Poziom wiedzy o rodzaju wyborów różnicuje także zmienna korzystania z Internetu. Szczególnie dobrze widać to na przykładzie odsetka odpowiedzi „nie wiem”. Wśród osób korzystających z Internetu wynosi on 19 proc. Wśród osób niekorzystających z sieci internetowej aż 28 proc. przyznaje, że nie ma wiedzy o tym, kogo będziemy wybierać w najbliższym głosowaniu.
Największy problem ze wskazaniem, kogo będziemy wybierać 21 listopada, mieli młodzi wyborcy w wieku 18-24 lata (37 proc. wybrało odpowiedź „nie wiem”), którzy wedle badania Eurostat 2009 często korzystają z Internetu – 77 proc. osób w tej grupie wiekowej codziennie. Wskazuje to, że młodzi ludzie korzystają z sieci internetowej w innych celach, niż pozyskiwanie informacji dotyczących polityki. Jak wynika z badania „Mądry Internet”, ludzie w wieku 18-24 lata korzystają z Internetu głównie w celach rozrywkowych i kontaktu z innymi internautami. Według tego samego badania 27 proc. dorosłych Internautów korzysta z sieci w celach pozyskiwania informacji, natomiast w najmłodszej grupie wiekowej odsetek ten wynosi tylko 19,6 proc.

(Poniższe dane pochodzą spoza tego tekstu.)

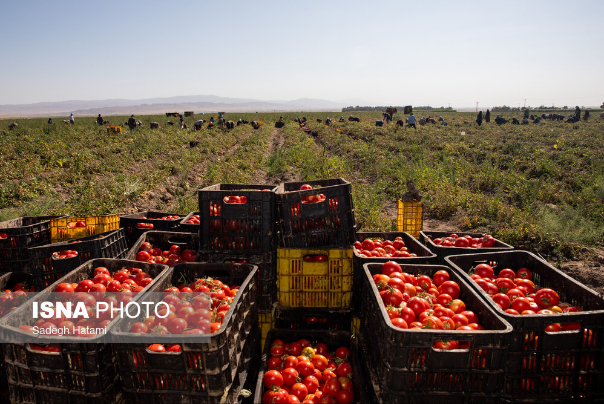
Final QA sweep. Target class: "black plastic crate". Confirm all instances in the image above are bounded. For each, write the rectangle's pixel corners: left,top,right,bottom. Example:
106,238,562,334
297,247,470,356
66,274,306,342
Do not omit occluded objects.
198,251,277,310
123,326,260,404
111,263,258,403
419,231,514,264
275,306,352,332
0,272,33,402
125,231,199,261
120,211,184,247
359,263,512,403
352,232,437,313
446,251,604,401
0,216,62,273
254,329,374,403
178,212,201,234
29,229,128,290
277,178,356,248
197,184,276,254
0,258,168,344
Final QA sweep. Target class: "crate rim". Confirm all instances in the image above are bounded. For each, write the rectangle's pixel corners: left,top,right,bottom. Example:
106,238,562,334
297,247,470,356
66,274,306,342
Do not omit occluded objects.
419,230,515,249
445,250,604,322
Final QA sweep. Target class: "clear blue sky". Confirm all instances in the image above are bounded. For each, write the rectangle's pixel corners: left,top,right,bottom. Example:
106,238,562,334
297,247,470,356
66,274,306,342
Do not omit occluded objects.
0,0,604,108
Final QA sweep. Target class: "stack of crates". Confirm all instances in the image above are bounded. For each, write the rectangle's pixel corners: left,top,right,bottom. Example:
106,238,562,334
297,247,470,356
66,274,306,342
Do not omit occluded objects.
274,178,356,332
198,184,277,348
0,216,64,274
0,259,168,404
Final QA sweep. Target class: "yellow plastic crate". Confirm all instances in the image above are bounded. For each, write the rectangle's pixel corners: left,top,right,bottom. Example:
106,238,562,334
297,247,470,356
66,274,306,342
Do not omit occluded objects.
396,199,424,239
50,215,121,243
277,248,353,308
350,316,361,344
258,311,275,349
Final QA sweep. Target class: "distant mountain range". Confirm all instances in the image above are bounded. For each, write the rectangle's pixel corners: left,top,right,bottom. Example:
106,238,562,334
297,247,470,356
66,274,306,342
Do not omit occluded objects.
0,95,363,117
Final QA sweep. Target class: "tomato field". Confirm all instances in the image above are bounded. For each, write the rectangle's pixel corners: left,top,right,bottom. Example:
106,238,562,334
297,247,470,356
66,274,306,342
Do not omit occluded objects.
0,111,604,291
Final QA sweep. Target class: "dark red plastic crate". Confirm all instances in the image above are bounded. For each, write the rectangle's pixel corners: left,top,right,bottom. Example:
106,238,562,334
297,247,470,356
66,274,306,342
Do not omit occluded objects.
277,178,356,248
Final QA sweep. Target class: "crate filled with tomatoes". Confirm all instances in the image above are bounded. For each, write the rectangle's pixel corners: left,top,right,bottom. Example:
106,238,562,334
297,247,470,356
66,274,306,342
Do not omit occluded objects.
359,262,512,403
0,216,60,273
277,248,353,308
178,212,201,234
120,211,184,247
50,214,120,243
111,263,260,403
353,232,437,313
0,272,34,402
277,178,356,248
197,184,276,254
419,231,514,264
447,251,604,400
29,229,128,290
0,259,168,403
198,252,277,311
254,329,372,403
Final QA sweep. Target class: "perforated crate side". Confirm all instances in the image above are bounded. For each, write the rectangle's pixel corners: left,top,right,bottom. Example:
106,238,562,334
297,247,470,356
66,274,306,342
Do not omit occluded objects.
198,184,276,254
396,199,424,239
276,178,356,248
50,214,120,243
28,229,128,290
277,248,353,308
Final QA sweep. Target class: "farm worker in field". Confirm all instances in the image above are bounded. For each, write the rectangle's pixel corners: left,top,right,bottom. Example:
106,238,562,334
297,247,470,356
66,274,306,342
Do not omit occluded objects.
128,115,136,132
407,112,417,130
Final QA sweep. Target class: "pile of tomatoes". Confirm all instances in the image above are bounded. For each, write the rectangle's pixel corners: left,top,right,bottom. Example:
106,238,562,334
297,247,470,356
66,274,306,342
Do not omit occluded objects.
373,261,484,349
262,339,354,404
0,283,34,318
354,237,417,258
470,263,581,332
130,278,239,334
300,184,326,203
136,241,197,266
19,267,158,337
52,250,78,260
187,215,200,224
432,233,497,248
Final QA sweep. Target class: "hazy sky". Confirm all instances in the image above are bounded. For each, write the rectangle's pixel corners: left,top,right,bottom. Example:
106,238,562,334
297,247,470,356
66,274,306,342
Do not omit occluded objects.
0,0,604,108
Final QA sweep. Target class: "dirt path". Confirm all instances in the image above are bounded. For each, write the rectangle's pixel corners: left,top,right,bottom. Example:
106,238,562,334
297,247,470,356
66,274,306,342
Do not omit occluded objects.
131,127,254,212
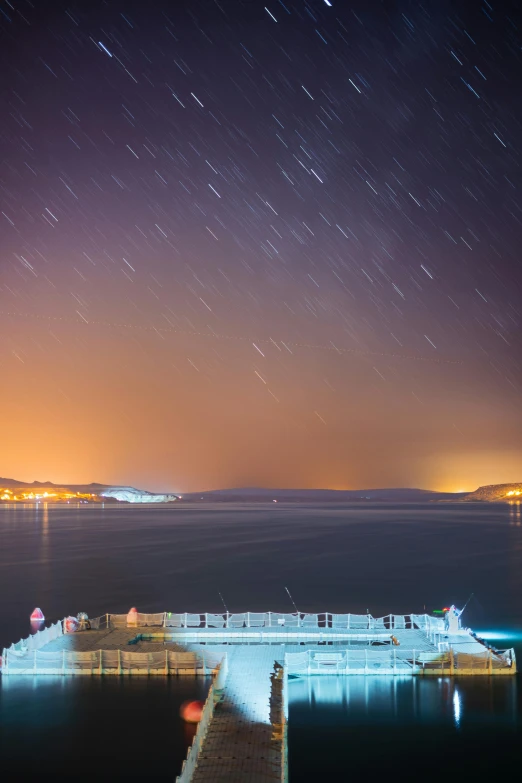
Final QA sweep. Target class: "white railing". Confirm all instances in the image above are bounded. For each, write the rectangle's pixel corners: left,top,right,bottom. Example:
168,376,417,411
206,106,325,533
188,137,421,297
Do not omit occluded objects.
176,655,228,783
105,612,434,635
285,647,516,675
1,620,63,674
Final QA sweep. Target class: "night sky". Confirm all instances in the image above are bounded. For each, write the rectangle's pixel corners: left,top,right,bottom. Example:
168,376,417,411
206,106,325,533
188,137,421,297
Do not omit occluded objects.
0,0,522,492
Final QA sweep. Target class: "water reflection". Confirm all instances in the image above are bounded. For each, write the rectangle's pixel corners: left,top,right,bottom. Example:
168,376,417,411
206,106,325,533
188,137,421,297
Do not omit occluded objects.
289,676,517,727
288,676,522,783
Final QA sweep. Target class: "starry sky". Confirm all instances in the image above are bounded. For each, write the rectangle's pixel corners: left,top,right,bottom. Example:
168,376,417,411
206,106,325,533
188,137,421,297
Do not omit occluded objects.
0,0,522,492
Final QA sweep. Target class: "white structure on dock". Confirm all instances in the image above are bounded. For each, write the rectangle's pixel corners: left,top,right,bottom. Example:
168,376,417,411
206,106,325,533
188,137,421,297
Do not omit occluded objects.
1,607,516,783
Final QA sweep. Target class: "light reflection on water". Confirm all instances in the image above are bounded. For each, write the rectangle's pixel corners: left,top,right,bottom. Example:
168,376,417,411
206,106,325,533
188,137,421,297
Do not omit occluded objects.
288,676,522,783
0,502,522,783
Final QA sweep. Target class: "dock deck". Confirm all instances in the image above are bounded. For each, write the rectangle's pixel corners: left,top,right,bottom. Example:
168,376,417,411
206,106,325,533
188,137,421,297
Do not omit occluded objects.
1,613,516,783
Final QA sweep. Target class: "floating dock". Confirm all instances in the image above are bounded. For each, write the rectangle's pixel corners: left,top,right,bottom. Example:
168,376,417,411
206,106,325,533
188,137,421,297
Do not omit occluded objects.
1,611,516,783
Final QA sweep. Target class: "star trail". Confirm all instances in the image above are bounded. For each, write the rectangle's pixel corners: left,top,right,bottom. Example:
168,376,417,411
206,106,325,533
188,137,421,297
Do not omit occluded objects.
0,0,522,491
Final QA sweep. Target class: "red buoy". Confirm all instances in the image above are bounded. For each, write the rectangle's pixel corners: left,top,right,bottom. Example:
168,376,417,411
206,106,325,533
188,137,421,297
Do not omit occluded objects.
63,617,80,633
179,701,204,723
127,606,138,625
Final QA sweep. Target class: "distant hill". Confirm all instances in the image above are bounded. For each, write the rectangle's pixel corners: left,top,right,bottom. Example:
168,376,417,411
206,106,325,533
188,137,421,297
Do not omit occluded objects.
462,482,522,503
0,478,522,503
178,487,460,503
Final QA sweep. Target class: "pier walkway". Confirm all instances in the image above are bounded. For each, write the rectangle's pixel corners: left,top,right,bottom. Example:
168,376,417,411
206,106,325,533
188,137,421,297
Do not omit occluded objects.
1,612,516,783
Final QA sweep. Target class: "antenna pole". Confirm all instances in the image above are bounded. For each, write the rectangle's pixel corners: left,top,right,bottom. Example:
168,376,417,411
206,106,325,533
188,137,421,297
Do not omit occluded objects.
459,593,475,617
218,590,228,614
285,587,300,614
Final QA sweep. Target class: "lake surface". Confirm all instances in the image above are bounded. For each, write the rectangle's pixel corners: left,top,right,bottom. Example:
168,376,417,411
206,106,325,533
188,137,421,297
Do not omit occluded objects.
0,503,522,783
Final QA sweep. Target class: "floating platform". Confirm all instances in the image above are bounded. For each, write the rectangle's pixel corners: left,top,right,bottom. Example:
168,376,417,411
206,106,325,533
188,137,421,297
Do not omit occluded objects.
1,612,516,783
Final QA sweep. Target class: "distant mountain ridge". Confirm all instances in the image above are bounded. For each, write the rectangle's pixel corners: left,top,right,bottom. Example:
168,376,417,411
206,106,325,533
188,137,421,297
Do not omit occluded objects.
0,478,522,503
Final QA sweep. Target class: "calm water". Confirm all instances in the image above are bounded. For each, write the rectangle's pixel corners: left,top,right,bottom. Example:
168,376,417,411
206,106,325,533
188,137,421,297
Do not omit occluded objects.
0,504,522,783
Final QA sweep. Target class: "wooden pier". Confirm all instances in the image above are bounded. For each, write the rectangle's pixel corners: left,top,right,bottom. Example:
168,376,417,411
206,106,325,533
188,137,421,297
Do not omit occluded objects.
1,612,516,783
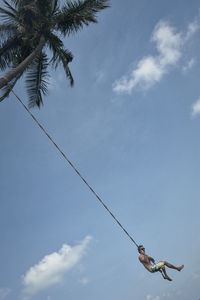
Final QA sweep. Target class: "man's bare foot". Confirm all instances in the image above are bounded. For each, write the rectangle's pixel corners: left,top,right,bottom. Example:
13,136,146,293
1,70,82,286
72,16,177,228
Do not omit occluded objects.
164,276,172,281
177,265,184,272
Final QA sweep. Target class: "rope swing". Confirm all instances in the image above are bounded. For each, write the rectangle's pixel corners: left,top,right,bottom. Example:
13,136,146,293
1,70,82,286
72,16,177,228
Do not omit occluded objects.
11,90,138,248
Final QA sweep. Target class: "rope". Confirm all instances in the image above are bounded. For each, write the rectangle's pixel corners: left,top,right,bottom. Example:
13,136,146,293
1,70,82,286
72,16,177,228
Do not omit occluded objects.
11,90,138,247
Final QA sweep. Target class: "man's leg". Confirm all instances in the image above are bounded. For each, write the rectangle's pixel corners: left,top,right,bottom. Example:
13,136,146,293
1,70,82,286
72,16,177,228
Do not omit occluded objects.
159,266,172,281
164,261,184,271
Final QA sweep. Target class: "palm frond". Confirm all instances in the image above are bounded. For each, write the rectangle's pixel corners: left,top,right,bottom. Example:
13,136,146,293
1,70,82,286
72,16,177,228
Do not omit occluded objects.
0,74,22,102
0,24,18,41
0,0,17,24
0,36,20,71
26,53,48,108
56,0,109,35
3,0,17,15
47,33,64,68
53,49,74,86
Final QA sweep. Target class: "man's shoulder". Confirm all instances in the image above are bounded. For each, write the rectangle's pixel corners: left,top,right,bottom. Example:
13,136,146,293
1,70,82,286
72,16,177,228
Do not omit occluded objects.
138,254,143,261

Podobnie niski poziom wiedzy o wyborach jak najmłodsi wyborcy mają osoby z wykształceniem podstawowym (31 proc. wybrało odpowiedź „nie wiem”), bezrobotni (32 proc.) oraz osoby nie uzyskujące dochodu (37 proc.).
Źródło: Instytut Spraw Publicznych. Badanie zostało zrealizowane przez MillwardBrown SMG/KRC na zlecenie Instytutu Spraw Publicznych metodą CAPI w dniach 30 września – 6 października 2010 r. na ogólnopolskiej, losowej, reprezentatywnej, 946-osobowej próbie dorosłych (w wieku 18+).